As a Rotary member, we have been helping a center with a great record of helping single parents get housing and employment.

After the bill passed in 2017, I provided specific location issues for sites proposed, and even the size of some of them. See:

I didn't say it shouldn't be in any one city, including ours. I personally spoke to Mayor McAdams more than once on this issue and attended all the public meetings. Each city had a place that would actually work, but they were not asked as I stated. Proposing on locating a homeless shelter next to a school for teen age girls that were expecting or recently became a single parent was more than silly, and that was just one of the several locations proposed. The Legislature voting to give the county mayor that power was dangerous. (Disclaimer, Sen. McAdams was the senator sponsor of several of my bills in 2011 and 2012 including my bi-partisan congressional district redistricting map proposal).

Did anyone realize that the  H.B. 441 Housing and Homeless Reform Initiative Amendments was going to be a bad bill and not just a funding bill?
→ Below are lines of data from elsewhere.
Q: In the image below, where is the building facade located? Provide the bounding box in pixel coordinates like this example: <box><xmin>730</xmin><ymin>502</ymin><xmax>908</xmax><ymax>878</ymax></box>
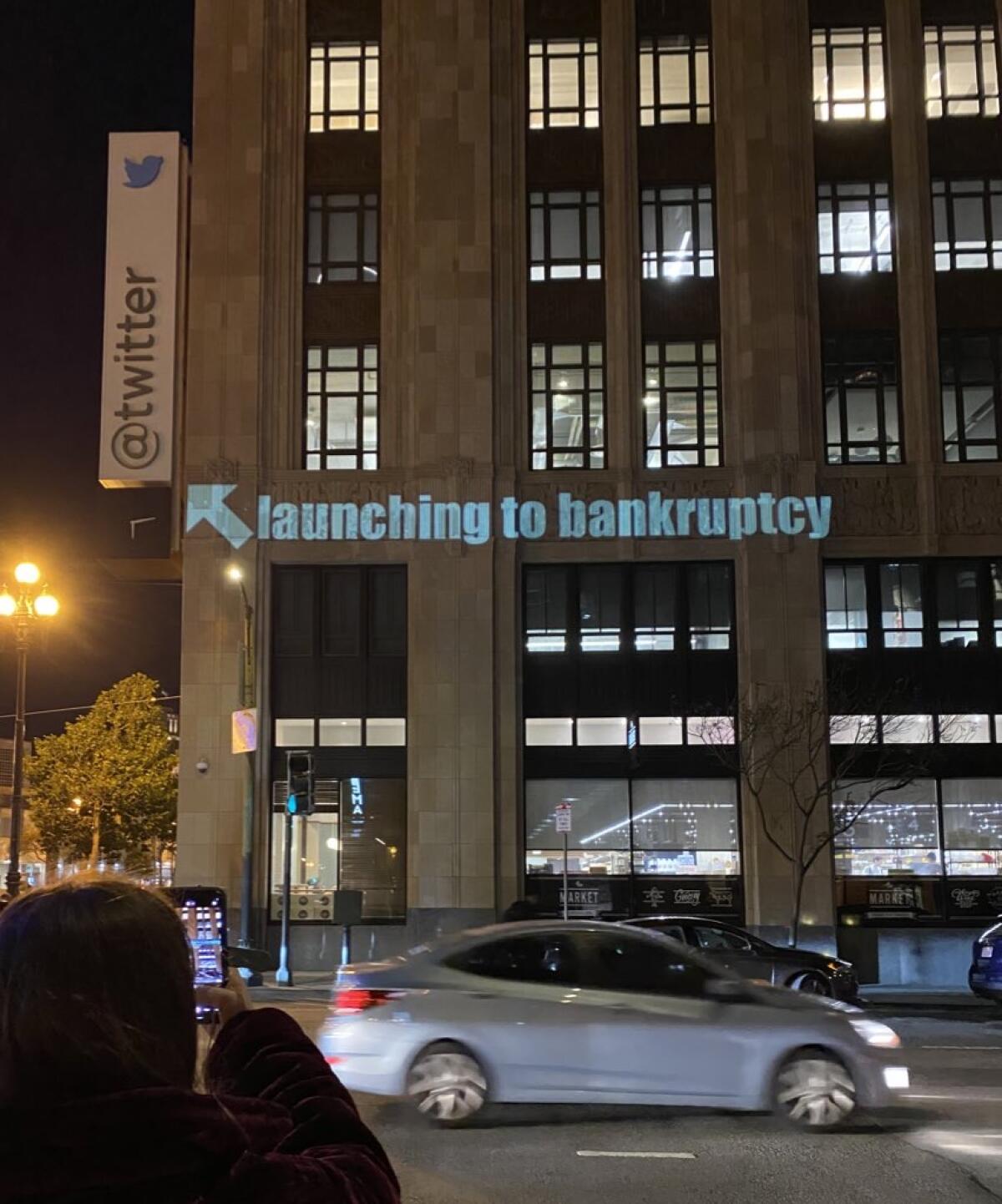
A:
<box><xmin>178</xmin><ymin>0</ymin><xmax>1002</xmax><ymax>980</ymax></box>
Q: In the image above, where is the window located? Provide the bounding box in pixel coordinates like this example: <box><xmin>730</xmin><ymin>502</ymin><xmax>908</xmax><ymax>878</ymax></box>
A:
<box><xmin>525</xmin><ymin>567</ymin><xmax>567</xmax><ymax>653</ymax></box>
<box><xmin>925</xmin><ymin>25</ymin><xmax>999</xmax><ymax>118</ymax></box>
<box><xmin>688</xmin><ymin>564</ymin><xmax>733</xmax><ymax>651</ymax></box>
<box><xmin>631</xmin><ymin>778</ymin><xmax>741</xmax><ymax>877</ymax></box>
<box><xmin>940</xmin><ymin>778</ymin><xmax>1002</xmax><ymax>878</ymax></box>
<box><xmin>446</xmin><ymin>932</ymin><xmax>578</xmax><ymax>986</ymax></box>
<box><xmin>529</xmin><ymin>191</ymin><xmax>602</xmax><ymax>281</ymax></box>
<box><xmin>880</xmin><ymin>564</ymin><xmax>923</xmax><ymax>648</ymax></box>
<box><xmin>640</xmin><ymin>33</ymin><xmax>713</xmax><ymax>125</ymax></box>
<box><xmin>832</xmin><ymin>778</ymin><xmax>942</xmax><ymax>878</ymax></box>
<box><xmin>529</xmin><ymin>38</ymin><xmax>599</xmax><ymax>130</ymax></box>
<box><xmin>643</xmin><ymin>340</ymin><xmax>721</xmax><ymax>468</ymax></box>
<box><xmin>306</xmin><ymin>344</ymin><xmax>379</xmax><ymax>469</ymax></box>
<box><xmin>936</xmin><ymin>561</ymin><xmax>980</xmax><ymax>648</ymax></box>
<box><xmin>533</xmin><ymin>343</ymin><xmax>605</xmax><ymax>468</ymax></box>
<box><xmin>811</xmin><ymin>25</ymin><xmax>888</xmax><ymax>122</ymax></box>
<box><xmin>575</xmin><ymin>932</ymin><xmax>711</xmax><ymax>998</ymax></box>
<box><xmin>932</xmin><ymin>180</ymin><xmax>1002</xmax><ymax>272</ymax></box>
<box><xmin>817</xmin><ymin>183</ymin><xmax>893</xmax><ymax>276</ymax></box>
<box><xmin>310</xmin><ymin>42</ymin><xmax>379</xmax><ymax>134</ymax></box>
<box><xmin>634</xmin><ymin>564</ymin><xmax>678</xmax><ymax>650</ymax></box>
<box><xmin>939</xmin><ymin>331</ymin><xmax>1002</xmax><ymax>461</ymax></box>
<box><xmin>640</xmin><ymin>185</ymin><xmax>716</xmax><ymax>281</ymax></box>
<box><xmin>306</xmin><ymin>193</ymin><xmax>379</xmax><ymax>284</ymax></box>
<box><xmin>825</xmin><ymin>564</ymin><xmax>867</xmax><ymax>650</ymax></box>
<box><xmin>824</xmin><ymin>335</ymin><xmax>901</xmax><ymax>463</ymax></box>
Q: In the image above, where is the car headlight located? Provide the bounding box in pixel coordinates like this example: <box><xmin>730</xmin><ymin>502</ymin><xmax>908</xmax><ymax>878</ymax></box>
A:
<box><xmin>849</xmin><ymin>1016</ymin><xmax>901</xmax><ymax>1050</ymax></box>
Yes. 

West Valley City officials told their representatives in the House and Senate that the Homeless Bill had this problem and not to vote for it as drafted.  All House Members voted for the bill initially, (one in Utah County eventually voted no) including the ones that heard George Chapman in the House Standing Committee tell them what the bill would do to city rights and that it needed to be amended. Our local State House Member voted for the bill.

One West Valley City State Senator, Sen. Thatcher, brought this issue up to the Senate during floor debate and had the bill passage put on pause, (circled) until the Governor's office promised that the cities would not be railroaded if the bill passed. It is surprising the House didn't have the same discussion.When that did happen, Sen. Thatcher was one of the first to cry foul.

Now that the proposal is to build the facility near the Jordan River Parkway, there is a new proposal to turn the Parkway over to the State as a State Park, with the main reason the Homeless near the river. It would have been better not to locate the facilities near the river in the first place.

It there any one thing that started the problem to where Homelessness in the areat got out of hand? 
I believe yes.

Many of the homeless that were downtown until the recent relocation were from out of state, and they were sent by other cities to Salt Lake City when past Mayor Becker announced: in 2014 to 2015:

"We are 90 percent of the way with the housing-first model toward eliminating homelessness for our chronically homeless in this city. It is an incredible national achievement that is recognized every day."—Salt Lake City Mayor Ralph Becker, at the Poverty Summit, Aug. 29, 2015

Utah has its own share of problems in this area, without trying to solve it for other places in the nation. We will do better to follow programs that work, such as the Family Support Center LifeStart Village and not removing state and county funding for it and providing for programs that have not been tested or have proven to fail.